The Ten Commandments: The countours of freedom – 6/17/12

Several years ago comedian Stephen Colbert was interviewing a US congressman in what Colbert said was the 24th in his 434 part series of looking at each of the congressional districts, and representatives, in the country.  At the end of this conversation Colbert noted that the congressman had co-sponsored a bill to have the Ten Commandments displayed in the House of Representatives and the Senate.  After the congressman described why he thought the Ten Commandments are an important, essential, moral compass for the nation, Colbert asked him: “What are the Ten Commandments?”  Congressman: “What are all of them?  You want me to name them all?”  Colbert, nodding: “Yes, please,” holding up all ten of his fingers to start checking them off.  Congressman, turning slightly red: “Mmmm.  Don’t murder.  Don’t lie.  Don’t steal.  Ummmm.  I can’t name them all.”  Colbert, after several seconds of pausing for effect, then reaching out to shake his hand: “Congressman, thanks for taking time away from keeping the Sabbath day holy to talk to me.”  Apparently the interview was happening on a Sunday.

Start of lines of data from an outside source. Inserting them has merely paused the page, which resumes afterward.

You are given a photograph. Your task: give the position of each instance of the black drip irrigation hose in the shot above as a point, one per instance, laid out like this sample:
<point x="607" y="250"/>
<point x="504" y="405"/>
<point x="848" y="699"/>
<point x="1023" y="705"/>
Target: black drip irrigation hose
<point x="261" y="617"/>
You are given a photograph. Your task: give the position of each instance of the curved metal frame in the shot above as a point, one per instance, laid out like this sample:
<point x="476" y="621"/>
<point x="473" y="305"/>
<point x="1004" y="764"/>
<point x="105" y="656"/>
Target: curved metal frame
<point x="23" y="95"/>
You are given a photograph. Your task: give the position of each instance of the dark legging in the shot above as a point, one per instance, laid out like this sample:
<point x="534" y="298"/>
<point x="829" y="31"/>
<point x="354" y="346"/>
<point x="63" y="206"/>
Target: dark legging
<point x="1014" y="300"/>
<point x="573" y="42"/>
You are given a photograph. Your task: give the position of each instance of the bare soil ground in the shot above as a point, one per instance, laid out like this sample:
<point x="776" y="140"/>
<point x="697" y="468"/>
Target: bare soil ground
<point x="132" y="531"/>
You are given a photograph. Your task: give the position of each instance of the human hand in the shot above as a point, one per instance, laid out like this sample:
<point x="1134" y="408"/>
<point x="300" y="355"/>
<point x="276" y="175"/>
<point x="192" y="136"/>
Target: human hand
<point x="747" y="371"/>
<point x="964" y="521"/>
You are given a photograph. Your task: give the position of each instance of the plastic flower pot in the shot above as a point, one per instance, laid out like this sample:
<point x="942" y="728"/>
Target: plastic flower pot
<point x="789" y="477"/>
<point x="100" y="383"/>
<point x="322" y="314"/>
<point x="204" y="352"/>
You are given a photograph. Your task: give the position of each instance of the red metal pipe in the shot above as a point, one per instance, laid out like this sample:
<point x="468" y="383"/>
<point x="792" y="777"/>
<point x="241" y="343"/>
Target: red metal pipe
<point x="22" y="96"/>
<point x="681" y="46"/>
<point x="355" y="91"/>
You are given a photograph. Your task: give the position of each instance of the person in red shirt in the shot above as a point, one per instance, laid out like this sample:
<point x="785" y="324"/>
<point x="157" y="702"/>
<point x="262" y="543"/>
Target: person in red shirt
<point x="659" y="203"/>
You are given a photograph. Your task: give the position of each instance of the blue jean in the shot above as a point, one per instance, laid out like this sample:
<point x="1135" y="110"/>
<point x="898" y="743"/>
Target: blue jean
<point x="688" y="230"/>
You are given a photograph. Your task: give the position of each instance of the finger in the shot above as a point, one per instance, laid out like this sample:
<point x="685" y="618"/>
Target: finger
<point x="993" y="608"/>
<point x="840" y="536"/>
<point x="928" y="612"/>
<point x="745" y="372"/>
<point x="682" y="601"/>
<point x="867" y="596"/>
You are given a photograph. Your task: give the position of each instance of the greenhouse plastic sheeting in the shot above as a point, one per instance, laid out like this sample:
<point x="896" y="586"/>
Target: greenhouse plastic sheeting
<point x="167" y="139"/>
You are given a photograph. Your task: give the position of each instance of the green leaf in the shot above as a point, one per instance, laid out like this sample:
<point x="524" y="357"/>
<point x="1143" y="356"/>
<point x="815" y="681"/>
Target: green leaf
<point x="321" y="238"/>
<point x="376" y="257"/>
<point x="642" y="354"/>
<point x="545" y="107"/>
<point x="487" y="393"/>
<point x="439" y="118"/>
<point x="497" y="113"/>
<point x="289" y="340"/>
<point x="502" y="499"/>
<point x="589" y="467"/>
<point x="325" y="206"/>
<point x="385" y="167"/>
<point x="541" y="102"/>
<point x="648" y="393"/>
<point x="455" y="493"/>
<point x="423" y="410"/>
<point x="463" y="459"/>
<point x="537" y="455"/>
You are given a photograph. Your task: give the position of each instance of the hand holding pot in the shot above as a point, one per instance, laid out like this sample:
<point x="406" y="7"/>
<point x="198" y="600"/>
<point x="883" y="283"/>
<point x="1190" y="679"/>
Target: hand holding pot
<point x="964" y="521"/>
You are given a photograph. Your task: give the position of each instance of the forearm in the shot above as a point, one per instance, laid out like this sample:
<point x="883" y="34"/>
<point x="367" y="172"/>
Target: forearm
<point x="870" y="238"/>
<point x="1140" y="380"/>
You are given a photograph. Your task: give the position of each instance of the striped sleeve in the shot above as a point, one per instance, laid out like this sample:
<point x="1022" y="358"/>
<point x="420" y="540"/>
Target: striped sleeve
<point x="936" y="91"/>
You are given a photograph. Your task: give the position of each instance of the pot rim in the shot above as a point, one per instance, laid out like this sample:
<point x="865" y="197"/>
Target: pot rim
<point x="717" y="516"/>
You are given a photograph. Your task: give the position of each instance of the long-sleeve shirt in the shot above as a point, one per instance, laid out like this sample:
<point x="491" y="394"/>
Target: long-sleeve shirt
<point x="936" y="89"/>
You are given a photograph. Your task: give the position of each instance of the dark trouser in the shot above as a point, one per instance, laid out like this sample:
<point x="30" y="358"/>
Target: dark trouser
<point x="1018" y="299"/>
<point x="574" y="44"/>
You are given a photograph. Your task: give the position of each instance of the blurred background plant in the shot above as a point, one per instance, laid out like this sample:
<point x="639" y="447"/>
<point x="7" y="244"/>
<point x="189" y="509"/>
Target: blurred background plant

It is funny and painful to watch, a combination that very few do better than Stephen Colbert.  It also illustrates something about general attitudes toward the Ten Commandments.  We have a broad sense that these are an important set of moral statements, but much less clarity on what they actually mean, or, perhaps, what they actually are.  Even something as straightforward as one of the statements the congressman could remember is less than perfectly clear.  “Don’t murder.”  The King James Version has classically translated this “Thou shalt not kill.”  As much as peace minded folks would like to use this as an injunction against all killing, including capital punishment and warfare, the Hebrews had a number of words for killing, and this one seems to refer just to the shedding of innocent blood, with a different word being used for the killing of warfare.  One could always argue that we must expand “innocent blood” to include everyone created in the image of God, in all circumstances, but that only emphasizes that the command itself needs further interpretation.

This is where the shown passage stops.